As part of a new White House campaign to promote incremental changes to the health care system this year, Bush is calling for new tax incentives to help millions of Americans purchase health care coverage for catastrophic illness and pay for out-of-pocket medical costs.

"Health savings accounts are making health care more affordable," Bush said in a lunchtime speech at Wendy's International Inc.'s headquarters. Critics say the program does little to help the more than 45 million uninsured and those who do not have enough money to divert to savings accounts.

In his fiscal 2007 budget, the president proposed a mix of tax credits and deductions to increase the number of employers and employees using health savings accounts to both mitigate health care costs and begin transforming the traditional insurance system. Much as he did last year in a failed campaign to restructure the Social Security system, Bush is selling the accounts as a way to provide consumers more control over their money and to transition away from what he calls a costly and unsustainable program.

The campaign for health savings accounts, however, is much less ambitious than the Social Security effort. The White House estimates that the HSA plan will cost $59 billion over five years.

To qualify for one of the accounts, consumers must buy high-deductible catastrophic coverage that would require an individual to spend at least $1,050 and a family at least $2,100 on medical expenses before the coverage kicks in. 

The president wants to build on current law to allow consumers to use money from the HSAs to pay for the insurance coverage and for out-of-pocket expenses by increasing contribution limits and to take their coverage from job to job.

About 3 million Americans have opened HSAs, including 9,000 of the 40,000 employees at Wendy's, a fast-food chain that has been a big supporter of Republicans. Bush picked Wendy's because the company started offering the tax-free savings accounts in 2005 and has reduced its health care spending as a result.

Instead of offering traditional health insurance in which an employee pays monthly for coverage and makes co-payments, Wendy's offers to contribute directly to a savings account. The company said the vast majority of employees using HSAs ended the year with money left over. Bush wants more people to open accounts, be allowed to put even more money into them and carry forward whatever goes unspent.

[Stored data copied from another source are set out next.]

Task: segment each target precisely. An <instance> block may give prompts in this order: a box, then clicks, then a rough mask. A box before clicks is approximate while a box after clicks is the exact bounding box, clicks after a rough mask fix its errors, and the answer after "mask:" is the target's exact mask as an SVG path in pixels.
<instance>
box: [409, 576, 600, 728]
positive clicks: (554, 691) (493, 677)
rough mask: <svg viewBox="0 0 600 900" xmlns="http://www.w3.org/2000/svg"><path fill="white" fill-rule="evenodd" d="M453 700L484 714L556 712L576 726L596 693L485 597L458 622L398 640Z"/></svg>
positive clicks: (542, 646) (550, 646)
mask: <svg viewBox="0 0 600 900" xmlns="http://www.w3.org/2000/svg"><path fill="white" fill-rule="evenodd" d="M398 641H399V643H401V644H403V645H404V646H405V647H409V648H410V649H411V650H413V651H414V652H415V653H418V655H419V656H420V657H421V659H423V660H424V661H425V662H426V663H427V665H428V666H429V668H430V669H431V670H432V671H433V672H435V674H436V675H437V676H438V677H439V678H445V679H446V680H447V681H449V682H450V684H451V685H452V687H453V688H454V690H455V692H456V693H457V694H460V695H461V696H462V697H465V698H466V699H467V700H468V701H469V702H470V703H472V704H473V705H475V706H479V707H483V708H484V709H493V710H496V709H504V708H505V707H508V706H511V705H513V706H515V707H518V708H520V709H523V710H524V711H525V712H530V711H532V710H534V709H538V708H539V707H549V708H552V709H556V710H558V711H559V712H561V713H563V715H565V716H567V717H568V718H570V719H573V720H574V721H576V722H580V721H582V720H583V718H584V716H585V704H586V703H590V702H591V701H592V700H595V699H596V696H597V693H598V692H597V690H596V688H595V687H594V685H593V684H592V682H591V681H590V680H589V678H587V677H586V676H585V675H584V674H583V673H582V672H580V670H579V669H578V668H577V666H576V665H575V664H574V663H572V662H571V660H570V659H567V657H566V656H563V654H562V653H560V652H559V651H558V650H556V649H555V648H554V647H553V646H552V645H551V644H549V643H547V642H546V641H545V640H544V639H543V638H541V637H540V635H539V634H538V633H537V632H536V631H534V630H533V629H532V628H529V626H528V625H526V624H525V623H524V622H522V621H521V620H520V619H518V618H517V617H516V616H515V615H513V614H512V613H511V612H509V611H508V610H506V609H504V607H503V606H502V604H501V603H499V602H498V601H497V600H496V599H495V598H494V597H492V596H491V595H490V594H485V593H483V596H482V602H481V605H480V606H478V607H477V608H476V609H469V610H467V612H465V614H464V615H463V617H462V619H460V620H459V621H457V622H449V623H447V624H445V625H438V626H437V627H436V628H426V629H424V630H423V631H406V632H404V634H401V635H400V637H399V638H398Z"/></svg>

"By saving money on health insurance, it enables them to put more money into your account, which has got to be a heck of a good benefit working for this company," he said.

Only if you are healthy and relatively wealthy, Democrats countered. They said low-wage workers cannot afford to save money.

Critics said the Bush plan could unintentionally increase the number of people without health care coverage. The liberal Center on Budget and Policy Priorities released yesterday a study contending that the Bush plan would increase the number of uninsured because employers would simply drop their current health care benefits and encourage workers to choose the less-secure HSAs.

"The president's most recent recycled health care idea will make the health care crisis worse," Senate Minority Leader Harry M. Reid (D-Nev.) said in a statement. "His plans for Health Savings Accounts will increase the number of uninsured Americans, make health care more expensive for millions of Americans and do nothing to help" the uninsured.

Addressing critics, Bush said that more than a third of the people who have opened HSAs had been uninsured and that 40 percent earn less than $40,000 annually.